The `train_model.py` script should create a Pickle object containing information about the best hyperparameters found during hyperparameter tuning. Please submit this object, using the filenames `train_results_with_bitfit.p` and `train_results_without_bitfit.p` for your two training runs, respectively. Please also report the highest validation accuracy attained in each of your two training runs, as well as the hyperparameters used in those trials. Please format these results as a table such as the following.

| | Validation Accuracy | Learning Rate | Batch Size |
|---|---|---|---|
| Without BitFit | | | |
| With BitFit | | | |

### Problem 3b: Test Models and Report Results (Code and Written, 10 Points)

For each of your two training runs, please test the model that attained the best validation accuracy across all hyperparameter tuning trials. You may do so by running the `test_model.py` script. Once testing is complete, please report your results in the form of a table such as the following.

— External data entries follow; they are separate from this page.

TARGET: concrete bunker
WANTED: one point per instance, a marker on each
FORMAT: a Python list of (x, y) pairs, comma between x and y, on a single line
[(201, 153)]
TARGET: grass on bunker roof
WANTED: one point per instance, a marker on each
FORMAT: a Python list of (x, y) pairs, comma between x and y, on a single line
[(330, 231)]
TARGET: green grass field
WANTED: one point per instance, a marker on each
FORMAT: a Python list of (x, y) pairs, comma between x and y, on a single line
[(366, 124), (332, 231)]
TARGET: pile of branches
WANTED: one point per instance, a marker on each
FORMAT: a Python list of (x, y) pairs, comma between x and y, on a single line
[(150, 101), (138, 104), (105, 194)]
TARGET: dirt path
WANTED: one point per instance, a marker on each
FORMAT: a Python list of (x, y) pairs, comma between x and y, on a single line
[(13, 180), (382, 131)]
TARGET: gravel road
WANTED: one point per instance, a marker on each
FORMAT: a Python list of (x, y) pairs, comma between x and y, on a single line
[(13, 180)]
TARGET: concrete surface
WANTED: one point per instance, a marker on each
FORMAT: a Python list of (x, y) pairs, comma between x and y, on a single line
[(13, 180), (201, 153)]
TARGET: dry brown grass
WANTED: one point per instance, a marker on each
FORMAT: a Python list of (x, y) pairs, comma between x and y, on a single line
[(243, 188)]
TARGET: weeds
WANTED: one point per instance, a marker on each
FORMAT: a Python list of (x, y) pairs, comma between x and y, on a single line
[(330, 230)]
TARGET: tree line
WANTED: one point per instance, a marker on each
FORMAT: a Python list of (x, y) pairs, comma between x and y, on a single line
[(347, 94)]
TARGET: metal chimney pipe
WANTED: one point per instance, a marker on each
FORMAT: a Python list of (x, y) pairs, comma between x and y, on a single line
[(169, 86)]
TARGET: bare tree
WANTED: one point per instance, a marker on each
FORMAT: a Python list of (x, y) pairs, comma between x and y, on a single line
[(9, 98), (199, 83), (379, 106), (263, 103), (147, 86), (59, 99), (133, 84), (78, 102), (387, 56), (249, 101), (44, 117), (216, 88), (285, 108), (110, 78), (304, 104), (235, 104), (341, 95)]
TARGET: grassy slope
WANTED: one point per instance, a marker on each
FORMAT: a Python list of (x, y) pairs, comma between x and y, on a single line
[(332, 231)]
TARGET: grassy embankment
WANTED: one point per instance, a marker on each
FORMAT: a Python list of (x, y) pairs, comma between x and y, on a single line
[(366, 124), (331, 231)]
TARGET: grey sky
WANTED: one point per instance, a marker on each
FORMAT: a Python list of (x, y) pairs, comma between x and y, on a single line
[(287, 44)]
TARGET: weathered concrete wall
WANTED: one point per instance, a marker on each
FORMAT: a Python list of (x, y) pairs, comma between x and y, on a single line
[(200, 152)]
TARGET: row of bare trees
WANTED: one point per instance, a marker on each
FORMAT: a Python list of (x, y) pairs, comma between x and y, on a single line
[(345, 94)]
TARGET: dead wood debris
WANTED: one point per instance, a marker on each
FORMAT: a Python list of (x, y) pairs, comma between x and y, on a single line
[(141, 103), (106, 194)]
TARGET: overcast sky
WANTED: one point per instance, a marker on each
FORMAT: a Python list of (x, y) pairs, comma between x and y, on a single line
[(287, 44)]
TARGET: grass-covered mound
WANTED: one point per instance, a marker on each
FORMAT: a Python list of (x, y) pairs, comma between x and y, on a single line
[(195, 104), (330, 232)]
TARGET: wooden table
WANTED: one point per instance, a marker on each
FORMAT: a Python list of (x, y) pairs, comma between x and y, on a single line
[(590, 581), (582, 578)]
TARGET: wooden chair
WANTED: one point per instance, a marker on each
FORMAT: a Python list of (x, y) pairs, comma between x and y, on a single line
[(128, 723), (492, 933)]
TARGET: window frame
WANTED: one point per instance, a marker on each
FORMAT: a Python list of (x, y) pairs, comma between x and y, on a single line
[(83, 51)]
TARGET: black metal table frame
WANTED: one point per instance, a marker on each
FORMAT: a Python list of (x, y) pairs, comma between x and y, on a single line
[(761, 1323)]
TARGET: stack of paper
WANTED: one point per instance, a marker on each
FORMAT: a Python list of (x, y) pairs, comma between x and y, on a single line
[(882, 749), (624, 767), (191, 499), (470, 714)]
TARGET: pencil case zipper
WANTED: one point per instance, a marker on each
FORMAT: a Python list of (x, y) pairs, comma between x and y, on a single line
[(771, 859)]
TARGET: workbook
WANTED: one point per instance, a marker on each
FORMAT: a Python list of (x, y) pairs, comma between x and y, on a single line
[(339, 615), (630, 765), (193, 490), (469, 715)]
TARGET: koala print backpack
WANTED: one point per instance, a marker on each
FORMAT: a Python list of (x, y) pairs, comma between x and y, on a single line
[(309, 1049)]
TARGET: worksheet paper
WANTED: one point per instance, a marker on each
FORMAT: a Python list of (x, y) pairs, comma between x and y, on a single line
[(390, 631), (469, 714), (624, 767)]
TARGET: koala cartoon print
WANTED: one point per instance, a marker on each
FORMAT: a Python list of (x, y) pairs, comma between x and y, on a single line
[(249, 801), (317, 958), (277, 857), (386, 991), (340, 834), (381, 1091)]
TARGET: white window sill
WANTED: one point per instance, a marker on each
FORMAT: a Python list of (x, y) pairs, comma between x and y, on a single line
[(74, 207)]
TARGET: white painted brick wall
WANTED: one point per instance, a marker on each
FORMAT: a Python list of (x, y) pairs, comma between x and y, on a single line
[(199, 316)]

| | # Trainable Parameters | Test Accuracy |
|---|---|---|
| Without BitFit | | |
| With BitFit | | |

The `test_model.py` script should create a Pickle object containing information about test results. Please submit this object, using the filenames `test_results_with_bitfit.p` and `test_results_without_bitfit.p` for your two tests.

Finally, please comment on your results. How do they compare to the results reported by Zaken et al. (2020)? What does this say about BitFit and its applicability to other pre-trained Transformers?